Restoring a New iPad

Ironically, one of the most well-designed features of the iPad is one that you can only fully appreciate when you upgrade to a new iPad. Apple's iCloud Restoral process has made moving to a new iPad (or iPhone) easy as pie - as a veteran of numerous Painful PC Upgrades I was truly appreciative of their efforts. Moving to the new iPad Air required nothing more difficult than plugging in my new iPad and typing in a few passwords!

Of course, you must have an iCloud backup from your prior iPad to be able to do the restore! So the key to a simple set up occurs on the old device, not the new one - see the prior post on backing up to iCloud as you prepare your iPad for a transfer of ownership.

With a good iCloud backup your apps, data and settings all get restored to your new iPad.  Even your wallpaper and the positioning of your icons on your home screens are replicated to your new device!

The most important part comes right at the beginning after turning on your new iPad.  You will see this screen:

You must select the "Restore from iCloud Backup" option.
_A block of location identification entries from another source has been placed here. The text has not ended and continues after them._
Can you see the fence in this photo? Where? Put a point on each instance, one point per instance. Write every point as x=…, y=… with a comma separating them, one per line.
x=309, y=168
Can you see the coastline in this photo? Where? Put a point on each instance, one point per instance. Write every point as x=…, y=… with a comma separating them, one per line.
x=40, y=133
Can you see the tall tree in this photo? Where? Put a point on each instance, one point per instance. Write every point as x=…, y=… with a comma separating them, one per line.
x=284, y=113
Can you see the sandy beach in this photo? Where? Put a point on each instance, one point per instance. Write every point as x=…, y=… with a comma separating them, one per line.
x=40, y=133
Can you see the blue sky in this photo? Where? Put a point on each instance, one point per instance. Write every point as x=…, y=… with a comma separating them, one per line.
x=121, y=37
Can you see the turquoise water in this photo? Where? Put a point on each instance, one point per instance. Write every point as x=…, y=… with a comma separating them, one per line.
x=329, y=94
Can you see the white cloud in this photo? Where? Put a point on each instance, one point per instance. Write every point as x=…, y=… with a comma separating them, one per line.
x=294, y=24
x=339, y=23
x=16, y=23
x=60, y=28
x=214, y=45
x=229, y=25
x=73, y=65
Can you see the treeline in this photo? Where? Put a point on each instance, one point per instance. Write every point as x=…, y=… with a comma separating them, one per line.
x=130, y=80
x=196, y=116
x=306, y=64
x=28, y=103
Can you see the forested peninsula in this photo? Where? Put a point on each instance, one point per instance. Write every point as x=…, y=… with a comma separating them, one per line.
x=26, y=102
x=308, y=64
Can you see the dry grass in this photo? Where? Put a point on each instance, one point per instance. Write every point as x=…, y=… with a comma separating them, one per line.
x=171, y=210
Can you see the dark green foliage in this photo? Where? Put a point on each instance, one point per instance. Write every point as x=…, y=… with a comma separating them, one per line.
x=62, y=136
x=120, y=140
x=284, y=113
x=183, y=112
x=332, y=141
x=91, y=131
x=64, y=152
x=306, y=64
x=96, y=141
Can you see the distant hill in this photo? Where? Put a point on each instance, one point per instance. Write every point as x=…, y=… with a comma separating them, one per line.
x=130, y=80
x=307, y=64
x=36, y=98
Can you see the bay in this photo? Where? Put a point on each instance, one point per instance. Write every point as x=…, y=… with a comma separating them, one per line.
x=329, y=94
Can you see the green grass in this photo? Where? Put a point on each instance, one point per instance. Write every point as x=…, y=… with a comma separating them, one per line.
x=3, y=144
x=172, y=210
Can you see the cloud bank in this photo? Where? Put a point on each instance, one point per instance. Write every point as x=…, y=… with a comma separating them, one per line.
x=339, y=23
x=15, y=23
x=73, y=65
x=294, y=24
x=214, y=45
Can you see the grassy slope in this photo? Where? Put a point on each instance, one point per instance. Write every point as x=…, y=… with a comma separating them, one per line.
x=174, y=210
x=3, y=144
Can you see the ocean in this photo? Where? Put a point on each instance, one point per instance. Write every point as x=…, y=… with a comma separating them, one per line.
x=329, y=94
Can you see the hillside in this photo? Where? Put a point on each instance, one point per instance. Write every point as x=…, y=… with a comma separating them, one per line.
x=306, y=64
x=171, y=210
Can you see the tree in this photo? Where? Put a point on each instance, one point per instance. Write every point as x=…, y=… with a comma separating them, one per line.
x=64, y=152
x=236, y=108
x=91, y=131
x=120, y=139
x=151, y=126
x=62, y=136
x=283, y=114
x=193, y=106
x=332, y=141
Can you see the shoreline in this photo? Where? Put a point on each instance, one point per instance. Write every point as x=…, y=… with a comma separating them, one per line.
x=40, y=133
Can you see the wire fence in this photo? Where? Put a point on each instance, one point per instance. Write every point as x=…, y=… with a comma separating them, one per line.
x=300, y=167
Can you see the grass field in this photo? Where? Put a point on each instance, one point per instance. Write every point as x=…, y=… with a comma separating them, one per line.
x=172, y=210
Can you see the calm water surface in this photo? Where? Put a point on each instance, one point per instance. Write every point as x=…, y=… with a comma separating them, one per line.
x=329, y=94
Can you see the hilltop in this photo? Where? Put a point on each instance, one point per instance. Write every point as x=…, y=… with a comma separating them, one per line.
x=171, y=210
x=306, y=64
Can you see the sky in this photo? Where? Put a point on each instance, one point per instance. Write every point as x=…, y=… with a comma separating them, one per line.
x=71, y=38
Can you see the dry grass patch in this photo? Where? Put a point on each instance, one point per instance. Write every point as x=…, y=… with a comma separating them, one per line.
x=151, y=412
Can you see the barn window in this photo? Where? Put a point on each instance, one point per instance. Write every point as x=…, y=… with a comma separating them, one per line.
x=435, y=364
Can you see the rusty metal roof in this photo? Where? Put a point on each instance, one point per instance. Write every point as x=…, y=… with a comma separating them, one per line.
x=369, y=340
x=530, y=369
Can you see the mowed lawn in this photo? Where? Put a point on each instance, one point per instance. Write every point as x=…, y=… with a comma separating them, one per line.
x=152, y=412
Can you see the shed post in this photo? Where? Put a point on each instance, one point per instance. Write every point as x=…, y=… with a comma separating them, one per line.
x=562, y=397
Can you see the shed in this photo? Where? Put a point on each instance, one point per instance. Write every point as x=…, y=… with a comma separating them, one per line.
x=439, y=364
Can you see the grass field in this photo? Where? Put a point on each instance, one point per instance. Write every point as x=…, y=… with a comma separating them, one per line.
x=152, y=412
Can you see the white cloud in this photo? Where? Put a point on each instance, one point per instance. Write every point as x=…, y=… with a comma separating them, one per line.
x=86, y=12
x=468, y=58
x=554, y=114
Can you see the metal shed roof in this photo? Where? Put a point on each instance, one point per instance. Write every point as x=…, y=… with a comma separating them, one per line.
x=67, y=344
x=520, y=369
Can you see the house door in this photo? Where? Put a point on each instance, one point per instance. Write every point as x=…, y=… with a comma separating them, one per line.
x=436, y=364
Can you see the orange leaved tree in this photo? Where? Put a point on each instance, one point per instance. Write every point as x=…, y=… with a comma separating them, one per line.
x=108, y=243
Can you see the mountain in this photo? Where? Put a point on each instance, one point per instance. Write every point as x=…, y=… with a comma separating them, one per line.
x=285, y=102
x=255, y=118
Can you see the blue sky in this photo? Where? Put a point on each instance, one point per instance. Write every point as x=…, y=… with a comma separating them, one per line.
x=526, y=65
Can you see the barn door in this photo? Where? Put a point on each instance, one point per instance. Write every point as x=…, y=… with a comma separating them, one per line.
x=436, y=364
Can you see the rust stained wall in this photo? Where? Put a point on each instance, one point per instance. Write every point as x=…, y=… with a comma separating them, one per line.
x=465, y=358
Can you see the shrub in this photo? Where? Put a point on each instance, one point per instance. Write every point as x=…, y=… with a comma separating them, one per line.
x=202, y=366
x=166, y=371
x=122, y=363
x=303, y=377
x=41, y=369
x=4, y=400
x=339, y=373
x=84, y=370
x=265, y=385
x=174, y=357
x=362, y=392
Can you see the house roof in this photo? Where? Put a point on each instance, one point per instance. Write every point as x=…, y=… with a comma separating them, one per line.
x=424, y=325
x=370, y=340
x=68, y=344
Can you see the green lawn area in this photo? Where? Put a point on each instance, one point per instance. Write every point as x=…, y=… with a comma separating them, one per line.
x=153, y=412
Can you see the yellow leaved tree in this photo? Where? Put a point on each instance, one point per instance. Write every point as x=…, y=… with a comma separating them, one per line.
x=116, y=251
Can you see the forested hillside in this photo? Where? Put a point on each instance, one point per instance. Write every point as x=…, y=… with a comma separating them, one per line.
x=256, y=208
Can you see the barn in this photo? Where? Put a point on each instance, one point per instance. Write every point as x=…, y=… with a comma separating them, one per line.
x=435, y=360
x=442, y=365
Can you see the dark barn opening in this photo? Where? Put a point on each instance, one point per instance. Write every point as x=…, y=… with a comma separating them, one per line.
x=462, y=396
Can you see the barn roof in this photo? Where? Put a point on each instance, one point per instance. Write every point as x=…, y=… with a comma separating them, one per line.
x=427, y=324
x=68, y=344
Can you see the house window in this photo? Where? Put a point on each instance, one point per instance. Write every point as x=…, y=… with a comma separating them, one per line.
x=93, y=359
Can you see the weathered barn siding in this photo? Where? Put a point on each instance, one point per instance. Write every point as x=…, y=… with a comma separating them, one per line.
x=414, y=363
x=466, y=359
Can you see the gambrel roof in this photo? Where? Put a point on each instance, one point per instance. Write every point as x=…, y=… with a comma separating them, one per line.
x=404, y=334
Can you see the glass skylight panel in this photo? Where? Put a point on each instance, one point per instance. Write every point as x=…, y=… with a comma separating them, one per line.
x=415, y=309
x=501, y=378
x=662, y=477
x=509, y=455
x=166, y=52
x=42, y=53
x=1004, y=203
If you're not alert, it's easy to choose the "Set up As New IPad", which sounds intuitive, but will result in a fresh start and won't restore your apps, data and settings from your old iPad. Just think: "Restore, Restore, Restore" amidst all the excitement of turning on your new device!

A quick first part of the restore process restores your settings and icons.  Next, you'll be prompted to plug-in your iPad as it moves to the heavy lifting of the restore process: your apps and data. This can take 30 minutes or more so it's a good idea.

The restore will then commence, and it's fun to watch as it proceeds. Apps/folders that haven't been restored yet will be a darkened color, and will return to their normal bright look once restored. As the restoral is in progress for a given app/folder, you'll see a circle icon and can watch the progress as it proceeds (note the Entertainment and Finance folders in progress on the screenshot).

You will in some cases be prompted for password, for example when restoring secured iTunes songs. This was the only part of the restoral process that was a bit confusing. At some point I was prompted to put in passwords for my sons' Apple IDs (which I couldn't do since I didn't know the passwords). In these cases I clicked Cancel and the restoral preceded.

Later however, when I would turn on my iPad, again it would still prompt for these passwords. Going into Settings, my iPad had "not completed" the restoral (in its mind) with this "to do" still open. The problem: the new iPad would not do further iCloud backups until the restoral was "done". So at that point my new iPad was vulnerable if something happened. After I was able to track my sons down and get them to enter their passwords I was good, and  backups began to commence as normal.